You may laugh at me if you please, but I firmly believe that it died of homesickness. What wonder that the free, beautiful, happy creature of God, torn from the sight of the broad blue sky, the smiling river, and the fresh, fragrant fir-trees of its mountain-home, and shut up in a dark, gloomy cabin, should have broken in twain its haughty little heart? Yes, you may laugh, call me sentimental, etc., but I shall never forgive myself for having killed, by inches, in my selfish and cruel kindness, that pretty creature.
Many people here call this bird a grouse, and those who have crossed the plains say that it is very much like the prairie-hen. The Spanish name is gallina del campo, literally, hen of the field. Since the death of my poor little victim, I have been told that it is utterly impossible to tame one of these birds, and it is said that if you put their eggs under a domestic fowl, the young, almost as soon as hatched, will instinctively run away to the beloved solitudes of their congenial homes, so passionately beats for liberty each pulse of their free and wild natures.

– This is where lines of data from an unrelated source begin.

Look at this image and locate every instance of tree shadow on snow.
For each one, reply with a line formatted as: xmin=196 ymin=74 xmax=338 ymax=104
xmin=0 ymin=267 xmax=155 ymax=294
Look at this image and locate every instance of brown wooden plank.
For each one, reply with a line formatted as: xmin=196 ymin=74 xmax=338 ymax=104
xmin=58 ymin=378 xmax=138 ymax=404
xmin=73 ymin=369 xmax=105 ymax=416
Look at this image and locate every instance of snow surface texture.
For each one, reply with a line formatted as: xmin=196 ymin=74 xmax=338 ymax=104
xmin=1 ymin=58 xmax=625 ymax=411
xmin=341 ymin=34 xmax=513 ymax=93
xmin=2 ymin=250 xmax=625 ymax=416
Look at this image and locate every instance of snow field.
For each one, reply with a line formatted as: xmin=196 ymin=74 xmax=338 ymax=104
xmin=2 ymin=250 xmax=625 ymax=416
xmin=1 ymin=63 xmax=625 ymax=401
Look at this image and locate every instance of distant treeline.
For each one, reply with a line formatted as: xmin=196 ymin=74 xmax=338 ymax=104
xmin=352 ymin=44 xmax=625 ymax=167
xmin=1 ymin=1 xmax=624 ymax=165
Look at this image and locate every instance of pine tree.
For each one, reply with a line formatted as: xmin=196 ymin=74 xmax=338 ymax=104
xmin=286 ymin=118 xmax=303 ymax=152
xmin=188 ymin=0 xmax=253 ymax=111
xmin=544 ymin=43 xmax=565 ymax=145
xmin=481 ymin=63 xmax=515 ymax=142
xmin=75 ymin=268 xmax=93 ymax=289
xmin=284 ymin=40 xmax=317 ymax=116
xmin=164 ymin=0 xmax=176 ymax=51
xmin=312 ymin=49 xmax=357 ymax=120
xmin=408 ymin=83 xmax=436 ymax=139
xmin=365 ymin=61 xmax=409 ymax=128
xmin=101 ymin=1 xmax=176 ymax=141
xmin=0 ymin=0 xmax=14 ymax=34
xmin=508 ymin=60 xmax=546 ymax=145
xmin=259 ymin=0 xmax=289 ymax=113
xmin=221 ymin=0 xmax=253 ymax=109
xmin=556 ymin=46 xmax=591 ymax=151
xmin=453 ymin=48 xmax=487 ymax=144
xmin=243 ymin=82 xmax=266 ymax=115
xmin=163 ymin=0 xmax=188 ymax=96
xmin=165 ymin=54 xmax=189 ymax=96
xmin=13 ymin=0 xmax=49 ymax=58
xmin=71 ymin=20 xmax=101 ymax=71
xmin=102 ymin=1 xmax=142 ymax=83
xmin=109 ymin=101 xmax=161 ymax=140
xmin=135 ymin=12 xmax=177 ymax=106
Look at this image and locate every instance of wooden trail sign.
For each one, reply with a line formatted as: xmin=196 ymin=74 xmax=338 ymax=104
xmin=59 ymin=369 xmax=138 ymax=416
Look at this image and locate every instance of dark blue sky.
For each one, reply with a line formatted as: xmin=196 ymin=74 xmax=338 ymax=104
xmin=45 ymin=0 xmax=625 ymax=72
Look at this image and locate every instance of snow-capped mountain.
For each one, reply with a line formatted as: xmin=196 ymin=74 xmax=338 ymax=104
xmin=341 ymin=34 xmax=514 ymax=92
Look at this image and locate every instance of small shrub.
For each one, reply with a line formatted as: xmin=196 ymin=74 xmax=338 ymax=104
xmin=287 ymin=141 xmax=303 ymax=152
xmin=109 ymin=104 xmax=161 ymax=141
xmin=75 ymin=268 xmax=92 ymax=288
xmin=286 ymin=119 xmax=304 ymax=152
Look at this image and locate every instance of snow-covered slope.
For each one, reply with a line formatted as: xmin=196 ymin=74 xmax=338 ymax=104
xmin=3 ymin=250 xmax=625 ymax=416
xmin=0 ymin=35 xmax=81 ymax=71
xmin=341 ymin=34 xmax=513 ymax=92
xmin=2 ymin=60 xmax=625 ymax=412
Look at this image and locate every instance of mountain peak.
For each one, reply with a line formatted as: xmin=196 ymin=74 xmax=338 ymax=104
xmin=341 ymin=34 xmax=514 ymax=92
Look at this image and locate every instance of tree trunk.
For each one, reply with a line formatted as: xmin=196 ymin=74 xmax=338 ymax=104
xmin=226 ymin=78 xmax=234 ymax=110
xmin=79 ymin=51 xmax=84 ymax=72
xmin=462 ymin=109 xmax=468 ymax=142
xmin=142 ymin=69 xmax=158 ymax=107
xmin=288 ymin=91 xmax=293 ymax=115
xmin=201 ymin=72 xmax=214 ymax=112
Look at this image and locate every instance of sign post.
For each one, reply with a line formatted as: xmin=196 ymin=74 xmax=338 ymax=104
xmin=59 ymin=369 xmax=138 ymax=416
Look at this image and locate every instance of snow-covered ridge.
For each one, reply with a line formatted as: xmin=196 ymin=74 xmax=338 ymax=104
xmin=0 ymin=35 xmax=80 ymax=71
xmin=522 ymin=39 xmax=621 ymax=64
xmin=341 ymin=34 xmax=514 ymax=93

Among the noteworthy events which have occurred since my last, I don't know how I came to forget until the close of my letter two smart shocks of an earthquake to which we were treated a week ago. They were awe-inspiring, but, after all, were nothing in comparison to the timber-quake, an account of which I have given you above. But as F. is about to leave for the top of the Butte Mountains with a party of Rich Barians, and as I have much to do to prepare him for the journey, I must close.